After conducting some investigations, I found the following logs:
07/13/2024 11:06:58;0001;Server@XXX01;Svr;Server@XXX01;Cannot allocate memory (12) in svr_mailowner_id, fork failed
07/13/2024 11:31:51;0001;Server@XXX01;Svr;Server@XXX01;Cannot allocate memory (12) in svr_mailowner_id, fork failed
07/13/2024 11:31:53;0001;Server@XXX01;Svr;Server@XXX01;Cannot allocate memory (12) in svr_mailowner_id, fork failed
The problem is indicated by the failure of the fork() call, as shown here: openpbs/src/server/svr_mail.c at 81187aeceee8247a1fe82ee7f6c89a3987c1ff42 · openpbs/openpbs · GitHub.

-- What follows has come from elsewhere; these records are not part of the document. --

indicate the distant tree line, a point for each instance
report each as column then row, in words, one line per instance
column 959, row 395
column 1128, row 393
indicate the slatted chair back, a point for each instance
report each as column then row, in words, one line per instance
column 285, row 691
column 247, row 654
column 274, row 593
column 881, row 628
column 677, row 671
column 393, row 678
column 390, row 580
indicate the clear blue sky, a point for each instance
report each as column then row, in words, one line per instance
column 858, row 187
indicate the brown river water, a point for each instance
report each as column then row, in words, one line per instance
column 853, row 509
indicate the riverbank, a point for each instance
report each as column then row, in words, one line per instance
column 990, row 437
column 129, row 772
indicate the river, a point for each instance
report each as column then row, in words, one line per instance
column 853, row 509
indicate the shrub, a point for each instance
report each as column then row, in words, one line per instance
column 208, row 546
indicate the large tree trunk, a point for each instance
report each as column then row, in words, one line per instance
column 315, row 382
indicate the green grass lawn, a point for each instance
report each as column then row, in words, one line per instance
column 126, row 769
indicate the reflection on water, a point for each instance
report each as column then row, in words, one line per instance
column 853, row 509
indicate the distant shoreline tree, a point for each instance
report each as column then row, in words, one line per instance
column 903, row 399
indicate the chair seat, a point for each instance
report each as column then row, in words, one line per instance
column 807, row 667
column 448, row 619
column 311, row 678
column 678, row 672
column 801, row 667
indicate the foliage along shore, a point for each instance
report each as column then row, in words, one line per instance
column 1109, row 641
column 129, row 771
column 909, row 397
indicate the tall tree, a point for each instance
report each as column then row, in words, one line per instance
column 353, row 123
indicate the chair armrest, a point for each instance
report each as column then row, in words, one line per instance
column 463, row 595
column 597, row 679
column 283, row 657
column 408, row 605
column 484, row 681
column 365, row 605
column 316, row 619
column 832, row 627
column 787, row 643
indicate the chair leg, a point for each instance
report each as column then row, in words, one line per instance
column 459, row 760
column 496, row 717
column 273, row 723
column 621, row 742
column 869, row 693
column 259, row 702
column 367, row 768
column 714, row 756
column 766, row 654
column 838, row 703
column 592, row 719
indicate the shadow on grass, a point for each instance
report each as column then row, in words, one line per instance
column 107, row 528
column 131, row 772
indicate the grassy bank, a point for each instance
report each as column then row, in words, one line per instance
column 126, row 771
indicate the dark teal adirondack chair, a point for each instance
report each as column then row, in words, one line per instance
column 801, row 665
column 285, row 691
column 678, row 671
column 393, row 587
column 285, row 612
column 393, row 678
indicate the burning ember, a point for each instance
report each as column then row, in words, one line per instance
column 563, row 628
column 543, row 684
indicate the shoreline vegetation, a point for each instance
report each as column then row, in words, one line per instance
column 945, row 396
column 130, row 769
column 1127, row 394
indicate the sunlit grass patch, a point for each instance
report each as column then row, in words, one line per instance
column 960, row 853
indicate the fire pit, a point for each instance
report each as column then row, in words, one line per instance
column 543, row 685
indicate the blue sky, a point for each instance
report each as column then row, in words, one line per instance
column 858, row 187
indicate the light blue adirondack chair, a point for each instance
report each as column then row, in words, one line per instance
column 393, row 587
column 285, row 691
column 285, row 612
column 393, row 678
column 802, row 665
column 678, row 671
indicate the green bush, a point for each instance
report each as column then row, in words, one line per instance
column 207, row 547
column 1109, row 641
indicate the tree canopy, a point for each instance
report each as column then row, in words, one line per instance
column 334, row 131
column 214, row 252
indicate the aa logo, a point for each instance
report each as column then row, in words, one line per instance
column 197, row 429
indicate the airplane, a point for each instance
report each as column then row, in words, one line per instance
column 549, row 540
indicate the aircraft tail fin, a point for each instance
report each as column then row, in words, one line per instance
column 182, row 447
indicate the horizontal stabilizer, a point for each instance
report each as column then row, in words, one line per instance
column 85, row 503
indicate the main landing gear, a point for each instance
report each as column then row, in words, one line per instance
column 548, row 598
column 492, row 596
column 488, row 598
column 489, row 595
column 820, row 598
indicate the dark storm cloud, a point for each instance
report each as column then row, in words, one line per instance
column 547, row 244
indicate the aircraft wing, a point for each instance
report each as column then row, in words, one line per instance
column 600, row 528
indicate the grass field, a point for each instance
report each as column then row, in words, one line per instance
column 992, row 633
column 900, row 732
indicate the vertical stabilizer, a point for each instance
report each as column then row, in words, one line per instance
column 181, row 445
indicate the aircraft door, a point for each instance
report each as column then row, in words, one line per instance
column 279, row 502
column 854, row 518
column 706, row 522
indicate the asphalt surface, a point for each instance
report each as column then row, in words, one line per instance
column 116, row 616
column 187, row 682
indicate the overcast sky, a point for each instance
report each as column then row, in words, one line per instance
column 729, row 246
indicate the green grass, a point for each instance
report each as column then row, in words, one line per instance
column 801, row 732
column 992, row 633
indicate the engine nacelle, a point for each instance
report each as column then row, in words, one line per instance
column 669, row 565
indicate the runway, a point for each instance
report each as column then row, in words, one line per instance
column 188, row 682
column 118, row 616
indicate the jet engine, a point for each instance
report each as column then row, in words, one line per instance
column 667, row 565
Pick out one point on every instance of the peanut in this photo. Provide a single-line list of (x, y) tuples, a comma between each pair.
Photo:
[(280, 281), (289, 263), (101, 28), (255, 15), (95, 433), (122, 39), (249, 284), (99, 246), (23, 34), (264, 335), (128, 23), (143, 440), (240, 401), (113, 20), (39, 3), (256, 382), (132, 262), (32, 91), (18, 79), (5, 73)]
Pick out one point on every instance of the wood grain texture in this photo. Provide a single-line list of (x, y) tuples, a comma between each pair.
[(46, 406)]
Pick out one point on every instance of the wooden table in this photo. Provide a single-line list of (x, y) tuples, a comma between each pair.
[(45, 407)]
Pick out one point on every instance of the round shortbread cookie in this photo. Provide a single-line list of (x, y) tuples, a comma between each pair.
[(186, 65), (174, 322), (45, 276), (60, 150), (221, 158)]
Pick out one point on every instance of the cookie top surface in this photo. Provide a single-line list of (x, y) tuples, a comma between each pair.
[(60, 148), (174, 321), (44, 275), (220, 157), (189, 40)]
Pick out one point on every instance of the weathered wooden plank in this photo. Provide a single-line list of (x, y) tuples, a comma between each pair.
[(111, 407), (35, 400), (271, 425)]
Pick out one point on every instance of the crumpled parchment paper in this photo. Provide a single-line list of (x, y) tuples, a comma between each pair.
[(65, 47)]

Here is the current status of the pbs_server
process:
cat /proc/815639/status
Name: pbs_server.bin
Umask: 0022
State: S (sleeping)
Tgid: 815639
Ngid: 0
Pid: 815639
PPid: 1
TracerPid: 0
Uid: 0 0 0 0
Gid: 0 0 0 0
FDSize: 64
Groups: 0
NStgid: 815639
NSpid: 815639
NSpgid: 815639
NSsid: 815639
VmPeak: 2653792 kB
VmSize: 2653792 kB
VmLck: 0 kB
VmPin: 0 kB
VmHWM: 2433696 kB
VmRSS: 2433692 kB
RssAnon: 2423584 kB
RssFile: 10108 kB
RssShmem: 0 kB
VmData: 2439804 kB
VmStk: 132 kB
VmExe: 1396 kB
VmLib: 47676 kB
VmPTE: 4996 kB
VmSwap: 0 kB
HugetlbPages: 0 kB
CoreDumping: 0
THP_enabled: 1
Threads: 2
SigQ: 4/22430
SigPnd: 0000000000000000
ShdPnd: 0000000000000000
SigBlk: 0000000000000000
SigIgn: 0000000001001a00
SigCgt: 0000000180014003
CapInh: 0000000000000000
CapPrm: 000001ffffffffff
CapEff: 000001ffffffffff
CapBnd: 000001ffffffffff
CapAmb: 0000000000000000
NoNewPrivs: 0
Seccomp: 0
Speculation_Store_Bypass: thread vulnerable
Cpus_allowed: f
Cpus_allowed_list: 0-3
Mems_allowed: 00000000,00000000,00000000,00000000,00000000,00000000,00000000,00000000,00000000,00000000,00000000,00000000,00000000,00000000,00000000,00000000,00000000,00000000,00000000,00000000,00000000,00000000,00000000,00000000,00000000,00000000,00000000,00000000,00000000,00000000,00000000,00000001
Mems_allowed_list: 0
voluntary_ctxt_switches: 2306044
nonvoluntary_ctxt_switches: 908849
This is the memory usage on the server:
free -h
total used free shared buff/cache available
Mem: 5.5Gi 2.7Gi 460Mi 423Mi 2.3Gi 2.1Gi
Swap: 0B 0B 0B
It appears there isn’t enough memory available to ‘copy’ for the new process. Why is such a large amount of memory required? As far as I know, the Linux kernel should implement a Copy-On-Write (COW) strategy for forked processes.